After that, you'll be prompted to choose how often to check for a handshake. Select checked on-the-go.
Finally, you will choose a method for creating the rogue AP. Select Hostapd again.
You will then be asked to select a Captive Portal page. Any option will work for this lab's purpose. Select the first option, Generic (Default).
After these selections, Fluxion will have all the information it needs and will be ready to launch the rogue AP.
Verify Fluxion Automatically Clones the ESSID
In this step, you will observe that Fluxion has automatically used the target's name (ESSID) for the rogue AP it is about to create. You will then use an external tool to confirm its presence.
At this point, Fluxion will display a summary of the attack parameters. Notice that the ESSID is automatically set to TargetNetwork, the name of the network you selected earlier. This confirms that Fluxion clones the ESSID by default.

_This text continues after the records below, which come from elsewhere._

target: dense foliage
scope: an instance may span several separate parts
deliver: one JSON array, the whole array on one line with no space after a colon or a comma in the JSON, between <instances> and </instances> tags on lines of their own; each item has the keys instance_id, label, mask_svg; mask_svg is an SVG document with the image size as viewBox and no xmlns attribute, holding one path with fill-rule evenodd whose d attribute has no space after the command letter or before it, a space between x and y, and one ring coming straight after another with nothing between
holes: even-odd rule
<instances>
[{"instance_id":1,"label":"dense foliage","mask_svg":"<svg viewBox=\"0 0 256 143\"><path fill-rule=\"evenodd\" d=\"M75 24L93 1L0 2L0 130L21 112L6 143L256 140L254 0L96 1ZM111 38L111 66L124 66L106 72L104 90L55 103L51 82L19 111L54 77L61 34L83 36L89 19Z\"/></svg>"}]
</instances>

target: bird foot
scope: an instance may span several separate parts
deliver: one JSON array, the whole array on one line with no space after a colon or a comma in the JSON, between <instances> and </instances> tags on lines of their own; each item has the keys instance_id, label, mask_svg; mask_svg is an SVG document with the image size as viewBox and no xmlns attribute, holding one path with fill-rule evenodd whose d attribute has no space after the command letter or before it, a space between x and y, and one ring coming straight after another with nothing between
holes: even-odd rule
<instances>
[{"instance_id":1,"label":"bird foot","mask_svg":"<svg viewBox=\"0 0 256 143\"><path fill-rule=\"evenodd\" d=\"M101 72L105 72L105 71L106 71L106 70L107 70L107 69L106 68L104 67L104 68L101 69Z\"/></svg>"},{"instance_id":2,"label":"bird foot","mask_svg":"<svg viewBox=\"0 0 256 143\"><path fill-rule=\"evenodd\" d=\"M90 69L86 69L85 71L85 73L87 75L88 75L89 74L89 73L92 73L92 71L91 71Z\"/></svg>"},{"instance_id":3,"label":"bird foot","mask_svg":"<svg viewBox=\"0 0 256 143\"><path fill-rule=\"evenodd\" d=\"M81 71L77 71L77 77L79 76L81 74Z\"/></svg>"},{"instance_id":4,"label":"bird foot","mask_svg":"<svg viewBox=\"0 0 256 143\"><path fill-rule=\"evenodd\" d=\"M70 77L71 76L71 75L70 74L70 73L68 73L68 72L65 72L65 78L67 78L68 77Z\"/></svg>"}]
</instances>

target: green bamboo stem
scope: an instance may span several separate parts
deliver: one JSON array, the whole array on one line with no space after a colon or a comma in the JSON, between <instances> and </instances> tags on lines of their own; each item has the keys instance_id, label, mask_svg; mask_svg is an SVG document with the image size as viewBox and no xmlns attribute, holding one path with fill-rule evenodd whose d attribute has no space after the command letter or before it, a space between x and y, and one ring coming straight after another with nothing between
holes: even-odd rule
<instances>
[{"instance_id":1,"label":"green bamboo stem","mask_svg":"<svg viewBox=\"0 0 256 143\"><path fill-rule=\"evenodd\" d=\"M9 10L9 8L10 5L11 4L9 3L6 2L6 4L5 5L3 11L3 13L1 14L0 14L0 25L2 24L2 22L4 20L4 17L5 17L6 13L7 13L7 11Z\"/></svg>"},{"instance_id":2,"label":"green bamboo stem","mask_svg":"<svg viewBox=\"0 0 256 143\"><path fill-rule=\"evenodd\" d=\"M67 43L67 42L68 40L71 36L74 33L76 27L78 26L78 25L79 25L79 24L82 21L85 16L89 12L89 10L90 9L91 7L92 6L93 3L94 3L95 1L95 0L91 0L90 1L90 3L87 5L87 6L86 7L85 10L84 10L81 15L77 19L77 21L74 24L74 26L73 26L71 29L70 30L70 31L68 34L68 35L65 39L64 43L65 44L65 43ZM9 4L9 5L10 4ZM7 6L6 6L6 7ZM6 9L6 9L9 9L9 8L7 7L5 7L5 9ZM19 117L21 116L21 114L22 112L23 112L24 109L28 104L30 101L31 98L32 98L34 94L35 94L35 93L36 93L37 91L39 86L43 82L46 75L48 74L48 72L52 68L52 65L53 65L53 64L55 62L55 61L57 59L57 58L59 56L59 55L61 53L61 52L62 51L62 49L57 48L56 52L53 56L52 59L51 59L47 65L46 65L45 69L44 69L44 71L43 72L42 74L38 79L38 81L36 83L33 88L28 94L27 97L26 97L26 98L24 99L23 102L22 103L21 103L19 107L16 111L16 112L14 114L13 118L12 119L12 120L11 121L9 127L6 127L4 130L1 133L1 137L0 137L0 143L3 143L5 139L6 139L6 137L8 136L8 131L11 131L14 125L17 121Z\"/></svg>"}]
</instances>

Now, let's verify this from an outside perspective. The Fluxion attack is running in your current terminal. You need to open a new terminal to perform the next command. You can do this by using the terminal's menu (File -> Open Tab) or a keyboard shortcut.
In the new terminal tab, use airodump-ng to scan for wireless networks. You will need to specify the monitor mode interface, which is likely wlan1mon or a similar name created by Fluxion.
sudo airodump-ng wlan1mon
Look at the output. You should now see two networks with the ESSID TargetNetwork. One is the original simulated AP, and the other is the rogue AP you just created with Fluxion. This confirms the ESSID has been successfully cloned.
BSSID PWR Beacons #Data, #/s CH MB ENC CIPHER AUTH ESSID
00:11:22:33:44:55 -25 10 0 0 6 54e WPA2 CCMP PSK TargetNetwork
XX:XX:XX:XX:XX:XX -30 8 0 0 6 54e. OPN TargetNetwork
(Note: The XX:XX:XX:XX:XX:XX is a placeholder for the MAC address of your rogue AP.)
You can leave this scan running for the next step.
Use an External Tool to Confirm the Rogue AP's BSSID is Different
In this step, you will analyze the output from airodump-ng to check the BSSID of the rogue AP. The BSSID is the unique MAC address of an access point's radio.
Look at the airodump-ng output in your second terminal. Focus on the BSSID column for the two networks named TargetNetwork.
You will notice:
- The original
TargetNetworkhas its original BSSID (00:11:22:33:44:55). - Your new rogue
TargetNetworkhas a different, randomly generated BSSID.
This demonstrates a key point: by default, Fluxion clones the human-readable ESSID but does not clone the hardware BSSID. While this is often effective enough to trick unsuspecting users, it's also a way for security tools and savvy users to distinguish a real network from a fake one.
Once you have observed this difference, you can stop the tools.
- In the second terminal (running
airodump-ng), pressCtrl+Cto stop the scan. - Switch back to the first terminal (running
fluxion) and pressCtrl+Cto stop the attack and exit Fluxion.
You have successfully created a rogue AP and verified its properties.
Summary
In this lab, you gained hands-on experience with the Fluxion tool to create a rogue Access Point. You walked through the process of selecting a target network and launching a Captive Portal attack, which automatically creates a fake AP.
You learned two key concepts:
- Fluxion automatically clones the ESSID (the network name) of the target to make the rogue AP appear legitimate to users.
- By default, Fluxion does not clone the BSSID (the hardware MAC address), assigning a new, random one to the rogue AP.
You used airodump-ng as an external verification tool to observe both of these facts in a simulated environment. This knowledge is fundamental to understanding how "Evil Twin" attacks work and how they can be detected.